The exiting staff members will continue to work at the $25 billion endowment for the next several months. The spokesperson described these soon-to-be ex-employees as “part of a very successful investment team.”

SMC’s returns ranked ninth in 2014 and tenth over the last three years, behind Yale, Notre Dame, Princeton, Columbia, and others.

Wallace joined SMC after what sources described as an extremely competitive search process to replace former President and CEO John Powers. Prior to his current role, Wallace served as CEO and CIO of London-based family office Alta Advisers. He began his asset management career interning at the Yale Investment Office, later transitioning to a full-time senior associates role. 

“Rob is a proven investor and senior manager, who brings experience in international investment management as well as a deep understanding of universities,” SMC board chair Bruce Dunlevie said in announcing his appointment. “We are so pleased to have him lead the Stanford Management Company.” 

“There’s a lot of peer-to-peer competitiveness in the endowment world.” 

This staff cull is not the first episode of internal upheaval at SMC in recent years.

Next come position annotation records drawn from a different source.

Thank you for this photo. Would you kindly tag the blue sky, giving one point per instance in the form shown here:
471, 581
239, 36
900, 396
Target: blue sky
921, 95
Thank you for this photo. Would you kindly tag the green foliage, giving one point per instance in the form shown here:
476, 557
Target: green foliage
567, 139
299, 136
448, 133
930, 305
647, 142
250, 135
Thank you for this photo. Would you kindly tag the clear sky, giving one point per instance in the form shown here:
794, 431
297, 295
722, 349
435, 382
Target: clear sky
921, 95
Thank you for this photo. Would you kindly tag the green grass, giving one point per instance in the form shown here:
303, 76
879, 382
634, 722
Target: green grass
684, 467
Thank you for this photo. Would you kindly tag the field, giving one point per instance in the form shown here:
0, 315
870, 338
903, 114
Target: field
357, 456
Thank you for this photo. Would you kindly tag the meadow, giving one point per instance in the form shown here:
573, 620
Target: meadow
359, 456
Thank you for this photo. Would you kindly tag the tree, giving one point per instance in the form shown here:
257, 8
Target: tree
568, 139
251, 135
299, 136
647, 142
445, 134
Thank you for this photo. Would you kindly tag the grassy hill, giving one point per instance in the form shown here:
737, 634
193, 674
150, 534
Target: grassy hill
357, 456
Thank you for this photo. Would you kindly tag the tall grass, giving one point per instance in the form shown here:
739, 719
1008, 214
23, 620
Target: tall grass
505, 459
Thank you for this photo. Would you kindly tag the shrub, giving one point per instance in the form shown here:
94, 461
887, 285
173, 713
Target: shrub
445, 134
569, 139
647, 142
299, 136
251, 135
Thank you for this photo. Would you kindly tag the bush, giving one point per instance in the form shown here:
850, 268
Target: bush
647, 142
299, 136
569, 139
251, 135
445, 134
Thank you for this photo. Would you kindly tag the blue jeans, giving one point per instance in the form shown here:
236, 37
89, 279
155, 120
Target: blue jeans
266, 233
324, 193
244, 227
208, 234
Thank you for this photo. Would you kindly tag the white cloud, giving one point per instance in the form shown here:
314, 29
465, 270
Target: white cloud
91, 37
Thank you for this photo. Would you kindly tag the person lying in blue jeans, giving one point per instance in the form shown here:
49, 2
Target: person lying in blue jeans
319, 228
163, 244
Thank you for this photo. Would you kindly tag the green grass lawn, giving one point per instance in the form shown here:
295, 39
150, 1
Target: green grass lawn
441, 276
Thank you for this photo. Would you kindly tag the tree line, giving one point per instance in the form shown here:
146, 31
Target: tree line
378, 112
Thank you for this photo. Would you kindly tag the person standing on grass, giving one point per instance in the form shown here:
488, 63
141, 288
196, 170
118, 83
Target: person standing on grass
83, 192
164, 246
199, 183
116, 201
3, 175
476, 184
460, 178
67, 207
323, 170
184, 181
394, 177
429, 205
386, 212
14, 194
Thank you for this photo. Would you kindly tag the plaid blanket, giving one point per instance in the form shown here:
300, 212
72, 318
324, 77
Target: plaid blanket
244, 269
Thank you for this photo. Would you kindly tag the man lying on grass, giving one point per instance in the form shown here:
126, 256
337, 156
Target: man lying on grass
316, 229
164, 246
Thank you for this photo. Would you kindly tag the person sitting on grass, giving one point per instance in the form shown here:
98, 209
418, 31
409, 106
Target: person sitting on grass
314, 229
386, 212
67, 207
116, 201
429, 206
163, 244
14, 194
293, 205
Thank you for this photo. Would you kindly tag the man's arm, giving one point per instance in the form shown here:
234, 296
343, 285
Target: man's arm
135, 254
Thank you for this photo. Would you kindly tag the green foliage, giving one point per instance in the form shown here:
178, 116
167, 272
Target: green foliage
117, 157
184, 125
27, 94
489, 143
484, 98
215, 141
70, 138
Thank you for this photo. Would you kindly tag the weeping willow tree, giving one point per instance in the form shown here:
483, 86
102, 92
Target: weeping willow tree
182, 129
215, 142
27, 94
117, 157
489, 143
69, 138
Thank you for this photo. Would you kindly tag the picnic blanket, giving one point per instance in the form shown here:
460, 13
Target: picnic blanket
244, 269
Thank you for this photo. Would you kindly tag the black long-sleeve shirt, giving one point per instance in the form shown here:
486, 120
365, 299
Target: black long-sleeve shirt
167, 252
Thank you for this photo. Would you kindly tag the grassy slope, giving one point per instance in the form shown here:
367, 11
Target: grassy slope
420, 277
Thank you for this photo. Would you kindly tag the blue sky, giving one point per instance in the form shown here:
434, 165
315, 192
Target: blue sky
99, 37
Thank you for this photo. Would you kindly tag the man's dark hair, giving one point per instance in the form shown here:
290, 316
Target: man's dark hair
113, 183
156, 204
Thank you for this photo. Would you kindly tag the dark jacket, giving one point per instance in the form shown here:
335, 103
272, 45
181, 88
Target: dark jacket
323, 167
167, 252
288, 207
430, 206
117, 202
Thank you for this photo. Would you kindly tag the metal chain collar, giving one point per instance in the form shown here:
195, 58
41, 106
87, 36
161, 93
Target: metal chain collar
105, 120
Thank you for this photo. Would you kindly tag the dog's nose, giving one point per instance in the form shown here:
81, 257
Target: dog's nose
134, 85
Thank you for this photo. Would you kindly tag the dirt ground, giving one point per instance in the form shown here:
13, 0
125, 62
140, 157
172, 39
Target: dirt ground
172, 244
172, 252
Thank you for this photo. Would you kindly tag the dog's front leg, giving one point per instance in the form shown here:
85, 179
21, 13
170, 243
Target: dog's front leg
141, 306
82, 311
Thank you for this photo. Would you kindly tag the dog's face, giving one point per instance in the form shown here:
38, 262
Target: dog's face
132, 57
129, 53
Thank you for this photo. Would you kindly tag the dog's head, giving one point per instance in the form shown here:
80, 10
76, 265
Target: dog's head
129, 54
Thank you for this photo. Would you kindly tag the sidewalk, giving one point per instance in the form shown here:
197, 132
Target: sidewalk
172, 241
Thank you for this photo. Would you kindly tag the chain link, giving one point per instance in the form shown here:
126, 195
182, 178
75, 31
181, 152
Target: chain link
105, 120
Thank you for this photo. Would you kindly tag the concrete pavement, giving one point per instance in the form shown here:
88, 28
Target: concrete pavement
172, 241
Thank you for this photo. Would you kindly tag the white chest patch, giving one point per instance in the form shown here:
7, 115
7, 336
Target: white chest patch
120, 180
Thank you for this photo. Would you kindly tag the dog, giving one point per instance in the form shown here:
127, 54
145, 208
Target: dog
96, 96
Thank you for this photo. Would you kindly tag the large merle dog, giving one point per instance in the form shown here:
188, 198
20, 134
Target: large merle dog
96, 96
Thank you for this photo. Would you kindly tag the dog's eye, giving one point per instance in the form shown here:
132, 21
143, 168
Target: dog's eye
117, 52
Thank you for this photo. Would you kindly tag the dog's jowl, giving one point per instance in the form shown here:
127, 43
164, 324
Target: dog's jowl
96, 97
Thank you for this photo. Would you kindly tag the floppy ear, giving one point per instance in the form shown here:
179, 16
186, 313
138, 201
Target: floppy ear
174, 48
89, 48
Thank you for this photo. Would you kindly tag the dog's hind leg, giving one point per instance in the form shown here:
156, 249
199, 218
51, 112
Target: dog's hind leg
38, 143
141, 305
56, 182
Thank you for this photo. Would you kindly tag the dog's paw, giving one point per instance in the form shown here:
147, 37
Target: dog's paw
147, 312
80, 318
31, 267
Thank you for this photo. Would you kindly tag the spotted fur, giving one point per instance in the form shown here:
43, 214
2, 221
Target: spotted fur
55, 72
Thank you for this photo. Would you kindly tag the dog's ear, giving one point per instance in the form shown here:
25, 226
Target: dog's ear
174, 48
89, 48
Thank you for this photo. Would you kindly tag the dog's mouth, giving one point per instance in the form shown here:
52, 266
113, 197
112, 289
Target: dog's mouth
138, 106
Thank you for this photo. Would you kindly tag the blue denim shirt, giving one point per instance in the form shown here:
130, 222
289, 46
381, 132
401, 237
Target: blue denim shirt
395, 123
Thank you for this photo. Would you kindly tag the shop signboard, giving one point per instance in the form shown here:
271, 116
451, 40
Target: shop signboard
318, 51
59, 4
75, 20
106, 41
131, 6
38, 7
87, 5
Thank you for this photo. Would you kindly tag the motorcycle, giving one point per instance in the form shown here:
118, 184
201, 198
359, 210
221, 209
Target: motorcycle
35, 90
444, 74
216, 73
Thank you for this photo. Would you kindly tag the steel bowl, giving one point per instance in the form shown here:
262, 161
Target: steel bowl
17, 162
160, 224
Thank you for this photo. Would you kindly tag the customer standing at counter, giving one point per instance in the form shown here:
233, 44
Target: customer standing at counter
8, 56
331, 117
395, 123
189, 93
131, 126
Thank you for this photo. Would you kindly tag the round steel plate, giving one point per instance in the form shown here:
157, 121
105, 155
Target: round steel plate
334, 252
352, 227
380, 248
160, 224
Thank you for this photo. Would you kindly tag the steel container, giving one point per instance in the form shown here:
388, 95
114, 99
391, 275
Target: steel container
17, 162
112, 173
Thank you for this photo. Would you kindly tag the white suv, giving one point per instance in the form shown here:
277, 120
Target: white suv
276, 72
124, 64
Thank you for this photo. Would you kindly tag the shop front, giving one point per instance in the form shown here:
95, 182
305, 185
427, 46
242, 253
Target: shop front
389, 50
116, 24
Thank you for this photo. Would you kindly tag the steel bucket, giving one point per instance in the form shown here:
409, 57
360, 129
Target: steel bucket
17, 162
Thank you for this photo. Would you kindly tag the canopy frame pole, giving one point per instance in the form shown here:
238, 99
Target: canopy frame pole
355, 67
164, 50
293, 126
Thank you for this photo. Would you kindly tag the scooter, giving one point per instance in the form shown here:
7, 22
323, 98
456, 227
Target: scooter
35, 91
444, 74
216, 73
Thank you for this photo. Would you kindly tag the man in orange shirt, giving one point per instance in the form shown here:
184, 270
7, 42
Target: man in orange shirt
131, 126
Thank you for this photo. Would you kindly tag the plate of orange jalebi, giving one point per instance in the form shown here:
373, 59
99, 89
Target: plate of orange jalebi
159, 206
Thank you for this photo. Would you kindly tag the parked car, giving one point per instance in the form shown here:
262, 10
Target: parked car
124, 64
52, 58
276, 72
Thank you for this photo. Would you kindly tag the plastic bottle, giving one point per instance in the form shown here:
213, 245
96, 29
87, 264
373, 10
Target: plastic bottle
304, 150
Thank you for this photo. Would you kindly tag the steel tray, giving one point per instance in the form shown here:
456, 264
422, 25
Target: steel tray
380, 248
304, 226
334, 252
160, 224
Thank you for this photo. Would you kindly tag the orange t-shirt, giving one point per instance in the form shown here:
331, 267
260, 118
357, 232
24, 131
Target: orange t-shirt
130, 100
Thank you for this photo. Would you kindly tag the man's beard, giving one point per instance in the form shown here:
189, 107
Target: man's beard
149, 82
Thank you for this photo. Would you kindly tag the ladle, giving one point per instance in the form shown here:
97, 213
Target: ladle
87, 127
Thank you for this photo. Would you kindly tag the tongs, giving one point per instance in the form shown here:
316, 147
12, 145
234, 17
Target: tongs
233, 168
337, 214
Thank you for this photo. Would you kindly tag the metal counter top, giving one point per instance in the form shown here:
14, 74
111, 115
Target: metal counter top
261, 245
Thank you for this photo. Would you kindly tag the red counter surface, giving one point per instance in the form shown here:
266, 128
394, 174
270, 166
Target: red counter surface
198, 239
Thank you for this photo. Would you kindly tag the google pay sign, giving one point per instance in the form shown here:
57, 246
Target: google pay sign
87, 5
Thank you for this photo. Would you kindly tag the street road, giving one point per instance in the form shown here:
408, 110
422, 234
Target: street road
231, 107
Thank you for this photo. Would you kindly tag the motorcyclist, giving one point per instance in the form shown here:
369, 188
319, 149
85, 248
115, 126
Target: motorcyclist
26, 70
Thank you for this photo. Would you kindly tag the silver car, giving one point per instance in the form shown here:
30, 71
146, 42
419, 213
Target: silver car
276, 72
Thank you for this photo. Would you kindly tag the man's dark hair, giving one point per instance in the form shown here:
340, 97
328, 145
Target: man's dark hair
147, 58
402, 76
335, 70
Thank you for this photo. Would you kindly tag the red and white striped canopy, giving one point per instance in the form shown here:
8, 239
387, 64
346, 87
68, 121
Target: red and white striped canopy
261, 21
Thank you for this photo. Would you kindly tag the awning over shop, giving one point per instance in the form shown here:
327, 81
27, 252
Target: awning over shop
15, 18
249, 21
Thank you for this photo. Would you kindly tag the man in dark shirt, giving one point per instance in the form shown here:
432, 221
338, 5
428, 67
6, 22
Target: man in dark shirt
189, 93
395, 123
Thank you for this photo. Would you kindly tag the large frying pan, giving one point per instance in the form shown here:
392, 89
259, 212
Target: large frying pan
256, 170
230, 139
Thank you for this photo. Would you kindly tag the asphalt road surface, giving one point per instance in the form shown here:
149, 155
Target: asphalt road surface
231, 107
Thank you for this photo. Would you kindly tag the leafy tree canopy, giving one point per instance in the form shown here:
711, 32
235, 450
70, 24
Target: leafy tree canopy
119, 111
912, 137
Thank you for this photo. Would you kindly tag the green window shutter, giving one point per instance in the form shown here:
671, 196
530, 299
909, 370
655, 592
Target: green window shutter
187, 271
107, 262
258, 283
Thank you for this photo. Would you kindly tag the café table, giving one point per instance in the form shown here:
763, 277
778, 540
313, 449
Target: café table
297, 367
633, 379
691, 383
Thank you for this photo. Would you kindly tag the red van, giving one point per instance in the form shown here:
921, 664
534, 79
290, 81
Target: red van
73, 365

In 2010, the endowment hired former Hewlett-Packard CIO and Stanford alumnus Ken Frier to serve as CIO. The job had been open for 30 months when Frier signed on, replacing a CIO who had left after a year and a half. Frier lasted 10 months. 

“There’s a lot of peer-to-peer competitiveness in the endowment world,” Frier told CIO in 2013. “When you’re the CIO of Hewlett-Packard and sharing results with your board—and we had always done very well—no one ever asks, ‘How did the IBM retirement plan do?’”

Stanford’s endowment—the fourth-largest in North America—has marginally outperformed the typical $1 billion-plus post-secondary fund over the last several years. SMC returned 16.8% in the 2014 fiscal year, topping its broader peer group by 30 basis points, according to NACUBO-Commonfund figures. Its 9.8% three-year gains showed the same spread, and over five years SMC has out-earned the group by 100 basis points. 

SMC benchmarks itself against a narrower group of mostly Ivy League funds, sources said. Its earnings ranked ninth in 2014 and tenth over the last three years, behind Yale, Notre Dame, Princeton, Columbia, and others.  

Wallace said in March that he was “delighted to join SMC and the Stanford community,” describing the endowment as a critical resource. 

Replacements for the outgoing staff have not been revealed. 

The Stanford spokesperson’s statement to CIO is reproduced in full below. 

While the university and the Stanford Management Company do not speak in detail to internal personnel matters, it is not unusual for staff changes to occur following a transition in leadership in an investment organization. Several employees are leaving the Stanford Management Company. They have been part of a very successful investment team and will continue to work with SMC over the next several months. SMC’s CEO, Rob Wallace, has been working since March on an investment strategy that places different demands on the organization.